- Licence agreement gives licensee exclusive rights to use seven trade marks
- Licensor validly terminates the licence as regards five of the trade marks, on the grounds of non-use
- Can the licensor use those five marks without breaching the exclusivity of the licence?
What's it about?
The case concerns a trade mark licence agreement between General Nutrition Investment Company (GNIC) the licensor and Holland and Barrett International Limited and Health Diet Centres Limited (Holland and Barrett) the licensees.
The agreement was part of the sale of the UK business carried out under the mark GNC which provided Holland and Barrett with exclusivity within the UK over seven trade marks that included the text GNC, of which only two had been used (namely the main mark, GNC, and GNC Live Well). The remaining five marks were unused over a period of five years. The licence agreement entitled GNIC to terminate the licence in respect of any of the licensed marks which were unused for a continuous period of five years. This is akin to the non-use provisions in trade mark legislation (s46(1)(a) and (2) of the Trade Marks Act 1994 and Art 58(1)(a) of Council Regulation 2017/1001). Therefore, there existed an implication that GNIC might thereafter wish to go on to use these unused marks.

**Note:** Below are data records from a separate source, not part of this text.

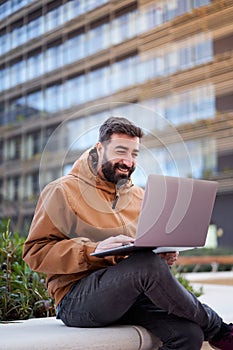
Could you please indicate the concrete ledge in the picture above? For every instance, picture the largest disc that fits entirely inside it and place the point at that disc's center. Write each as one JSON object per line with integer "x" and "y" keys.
{"x": 50, "y": 334}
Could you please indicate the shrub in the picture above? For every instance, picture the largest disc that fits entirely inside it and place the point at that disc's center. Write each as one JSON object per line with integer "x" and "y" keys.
{"x": 23, "y": 293}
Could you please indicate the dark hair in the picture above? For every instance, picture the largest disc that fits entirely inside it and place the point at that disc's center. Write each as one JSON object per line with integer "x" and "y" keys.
{"x": 118, "y": 125}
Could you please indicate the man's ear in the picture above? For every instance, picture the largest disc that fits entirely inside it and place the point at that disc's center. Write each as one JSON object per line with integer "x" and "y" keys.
{"x": 99, "y": 148}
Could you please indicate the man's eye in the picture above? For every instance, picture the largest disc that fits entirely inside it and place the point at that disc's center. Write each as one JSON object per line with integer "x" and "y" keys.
{"x": 120, "y": 152}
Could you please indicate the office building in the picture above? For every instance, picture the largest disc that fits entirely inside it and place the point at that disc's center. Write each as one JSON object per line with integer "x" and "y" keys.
{"x": 66, "y": 65}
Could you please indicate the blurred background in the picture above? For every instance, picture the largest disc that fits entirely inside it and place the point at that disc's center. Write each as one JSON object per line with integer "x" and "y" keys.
{"x": 67, "y": 65}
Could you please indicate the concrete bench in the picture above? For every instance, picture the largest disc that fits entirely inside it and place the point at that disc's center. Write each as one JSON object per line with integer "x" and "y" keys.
{"x": 51, "y": 334}
{"x": 213, "y": 260}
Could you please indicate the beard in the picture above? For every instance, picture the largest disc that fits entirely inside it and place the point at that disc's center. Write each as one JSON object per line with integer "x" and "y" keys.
{"x": 110, "y": 171}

GNIC decided to use an unused mark (GNC Herbal Plus) to launch new products and so sought to terminate the licence in respect of the unused marks, on the basis that once the licence was so terminated, those marks could be exploited by GNIC. Holland and Barrett unsuccessfully challenged this action in the High Court, and subsequently appealed to the Court of Appeal.
Why does it matter?
Holland and Barrett argued that termination of the licence relating to the unused marks did not grant GNIC the right to act contrary to the exclusivity of the remaining licence, for example by using a sign consisting of GNC alone or, more relevantly, by using a mark which was confusingly similar to GNC. Such use, it argued, would offend Holland and Barrett's express exclusivity to the same extent, as would infringement by an unlicensed third party.
The Court of Appeal agreed. It concluded that the agreement had to be construed in the context of the business sale in which GNIC's interests in the marks had been much reduced. Accordingly, exclusivity was fundamental to the licence and that should GNIC validly terminate the licence for unused marks under clause 5.6, this would not override the exclusivity of the remaining licence. In essence, GNIC did not acquire a right to act in any manner which would breach the remaining exclusivity in favour of Holland and Barrett.

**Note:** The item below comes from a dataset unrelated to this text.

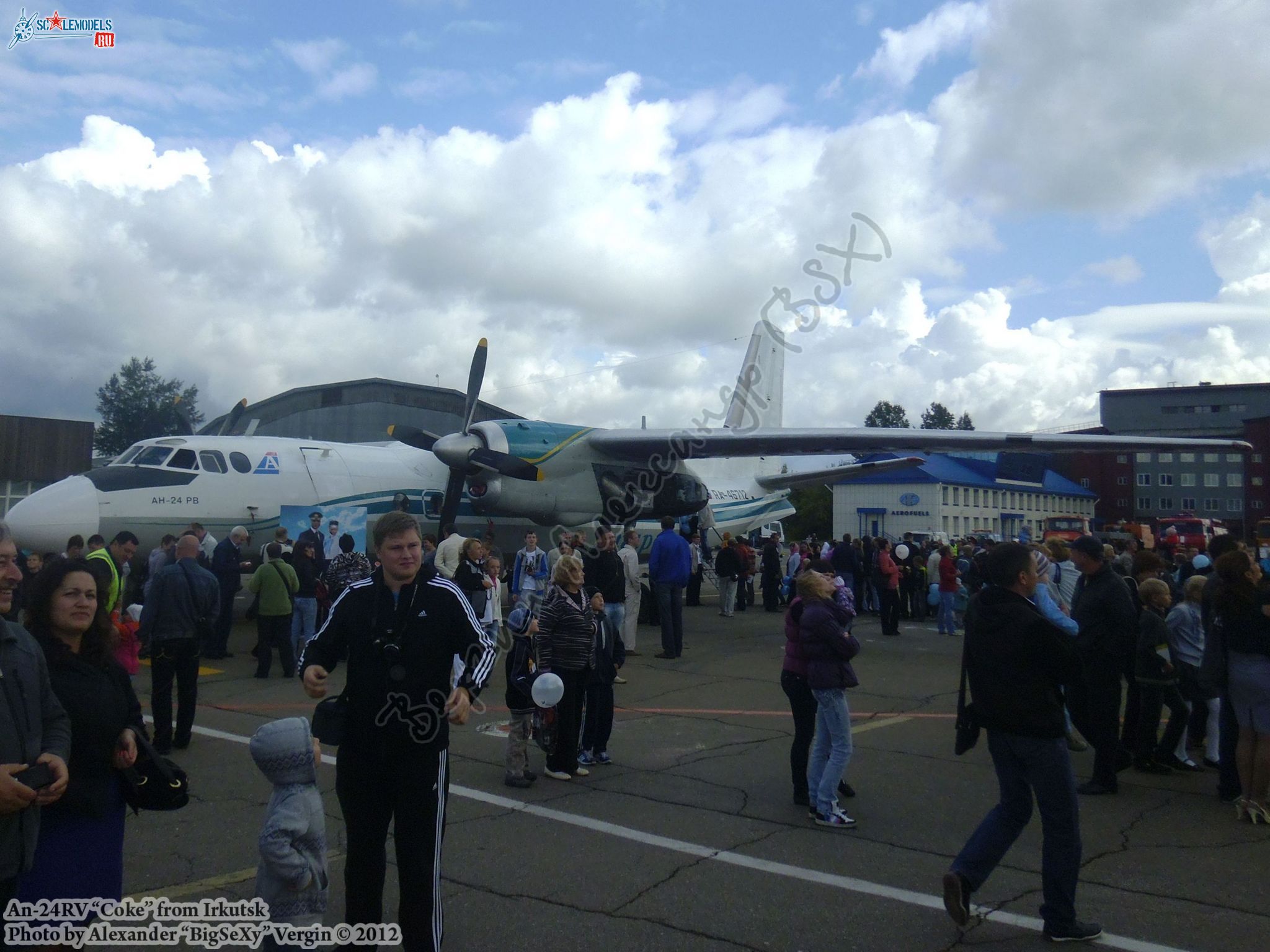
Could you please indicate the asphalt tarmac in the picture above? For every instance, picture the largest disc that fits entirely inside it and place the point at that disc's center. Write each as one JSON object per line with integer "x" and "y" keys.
{"x": 690, "y": 839}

The decision is particularly important in the context of trade mark portfolios which include both main and auxiliary brands. Licensors wishing to exploit previously non-used auxiliary brands may find themselves hampered by exclusivity clauses which, following this decision, can be expected to take precedence over competing implied terms.
Licensors may also consider there is an increased risk of revocation given the potential inability to put auxiliary marks to use. While a genuine risk, this is limited by the fact that third parties are unlikely to have much interest in revoking an auxiliary brand. Additionally, a licensor's interests would be protected by the continuing main mark which prevents third parties from using a sign infringing any auxiliary marks.
One possible approach to deal with this situation is to carve out any auxiliary marks from the exclusivity clause, or to align termination provisions around the exclusivity of the main trade mark licence with the termination provisions of the auxiliary trade mark licence. In this way, if the latter terminates, so should the former.